On linear representations of Chevalley groups over commutative rings

TL;DR

This paper proves that linear representations of elementary Chevalley groups over rings are essentially standard, confirming a conjecture of Borel and Tits in characteristic zero fields, with implications for understanding their structure.

Contribution

It establishes a standard description for all such representations, linking them to algebraic group morphisms over finite-dimensional algebras, thus extending known classification results.

Findings

Representations are described via algebraic group morphisms over finite-dimensional algebras.

Confirms Borel-Tits conjecture for Chevalley groups over characteristic zero fields.

Provides a structural classification of elementary Chevalley group representations over rings.

Abstract

Let $G$ be the universal Chevalley-Demazure group scheme corresponding to a reduced irreducible root system of rank $\geq 2$, and let $R$ be a commutative ring.

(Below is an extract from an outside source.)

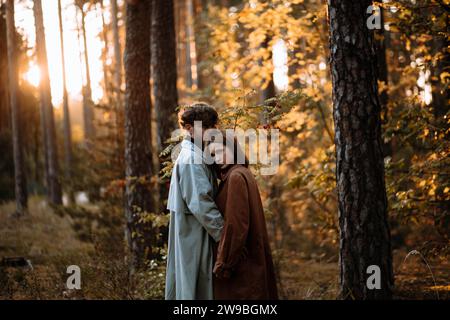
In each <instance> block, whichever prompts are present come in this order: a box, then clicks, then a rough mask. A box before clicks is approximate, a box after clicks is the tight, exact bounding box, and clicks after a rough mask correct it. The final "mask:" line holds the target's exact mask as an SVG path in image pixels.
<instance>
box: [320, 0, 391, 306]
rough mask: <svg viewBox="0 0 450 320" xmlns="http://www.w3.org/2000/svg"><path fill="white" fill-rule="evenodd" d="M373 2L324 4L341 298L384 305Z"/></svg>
mask: <svg viewBox="0 0 450 320" xmlns="http://www.w3.org/2000/svg"><path fill="white" fill-rule="evenodd" d="M371 3H372V1H370V0H362V1H351V0H329V1H328V6H329V19H330V21H329V23H330V52H331V74H332V83H333V108H334V109H333V110H334V111H333V113H334V122H335V131H336V133H335V143H336V164H337V166H336V180H337V191H338V198H339V199H338V206H339V225H340V279H341V294H342V297H343V298H345V299H389V298H391V295H392V288H393V273H392V254H391V245H390V232H389V226H388V217H387V198H386V188H385V182H384V165H383V164H384V163H383V154H382V146H383V145H382V141H381V119H380V112H381V106H380V101H379V97H378V85H377V63H376V52H375V49H374V41H373V34H372V31H370V30H369V29H368V28H367V26H366V18H367V15H366V10H367V7H368V6H369V5H371ZM370 265H376V266H378V267H379V268H380V271H381V288H380V289H372V290H370V289H369V288H368V286H367V280H368V278H369V276H370V275H371V274H368V273H367V268H368V267H369V266H370Z"/></svg>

We analyze the linear representations $\rho \colon G(R)^+ \to GL_n (K)$ over an algebraically closed field $K$ of the elementary subgroup $G(R)^+ \subset G(R).$ Our main result is that under certain conditions, any such representation has a standard description, i.e. there exists a commutative finite-dimensional $K$-algebra $B$, a ring homomorphism $f \colon R \to B$ with Zariski-dense image, and a morphism of algebraic groups $\sigma \colon G(B) \to GL_n (K)$ such that $\rho$ coincides with $\sigma \circ F$ on a suitable finite index subgroup $\Gamma \subset G(R)^+,$ where $F \colon G(R)^+ \to G(B)^+$ is the group homomorphism induced by $f.$ In particular, this confirms a conjecture of Borel and Tits for Chevalley groups over a field of characteristic zero.